The entropy is defined as:
S = k Log(Omega)
where Omega is the number of energy eigenstates of the system that are within some small energy resolution dE around the specified internal energy.
The equation dS/dU = 1/T should be interpreted as defining the temperature for a closed system:
d Log(Omega)/dU = 1/(k T)
For a closed system, you can, in principle, compute the energy levels, and then compute Omega. Then this fixes T as a function of the internal energy .
In your problem you should think of the system with four energy levels in contact with a large heat bath at some temperature T. The thermodynamical equations apply for the heat bath only.

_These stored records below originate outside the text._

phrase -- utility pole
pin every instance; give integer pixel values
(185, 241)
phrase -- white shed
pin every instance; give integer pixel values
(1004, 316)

The heat bath plus system is a closed system with constant energy U. Then if the fpur level system is in state j containing energy Ej, the heat bath will have an energy of U - Ej. We can then compute the total number of states for the heat bath can be in:
Log[Omega(U - Ej)] = Log[Omega(U)] - Ej dLog[Omega]/dU + higher order terms.
Now:
dLog[Omega]/dU = 1/(k T)
The higher order terms thus involve the change in temperature of the heat bath because some energy has flowed to the four level system. Un the llimit that the heat bath is much larger than the system, these terms become zero.
Therefore, we have:
Omega(U - Ej) = Omega(U)Exp[-Ej/(kT)]
So, when the four level system is in some fixed microstate j, the heat bath can be in Omega(U)Exp[-Ej/(kT)] possible microstates. All possible microstates are equally likely, so the probability for the four level state to be in some microstate j is thus proportiaonal to
Exp[-Ej/(kT)]. This means that the higher the energy of the system, the lower the probability will be. At T = 0, the system can only be in the ground state (assuming E1 < E2).